Eve

The Blessing of Eternal Reccurence

“What if some day or night a demon were to steal into your loneliest loneliness and say to you: ‘This life as you now live it and have lived it you will have to live again and innumerable times again; and there will be nothing new in it, but every pain and every joy and every thought and sigh and everything unspeakably small or great in your life must return to you, all in the same succession and sequence – even this spider and this moonlight between the trees, and even this moment and I myself. The eternal hourglass of existence is turned over again and again, and you with it, speck of dust!’ Would you not throw yourself down and gnash your teeth and curse the demon who spoke thus? Or have you once experienced a tremendous moment where you would have answered him: ‘You are a god, and never have I heard anything more divine.’”[1]

FRIEDRICH WILHELM NIETZSCHE

Could you see this as a blessing?
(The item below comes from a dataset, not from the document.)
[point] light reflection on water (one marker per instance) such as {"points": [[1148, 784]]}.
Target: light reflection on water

Could you look back at your vast and complex life and truly say to yourself, ‘I would do it all again’? Even with pain and suffering and struggle, do you see life as beautiful enough to endure for perpetuity?
Nietzsche’s idea of Eternal Recurrence would be a gift! Look down that long road ahead, stretching out forever into nature, into the world, into life, and tell me it is not beautiful. And if you find it terrible, if you find your own life to be terrible, then look closer, and discover that beauty.


[1] Friedrich Wilhelm Nietzsche, The Gay Science: with a prelude in German rhymes and an appendix of songs, ed. by Bernard Williams, trans. by Josefine Nauckhoff (Cambridge: Cambridge University Press, 2001), p. 194.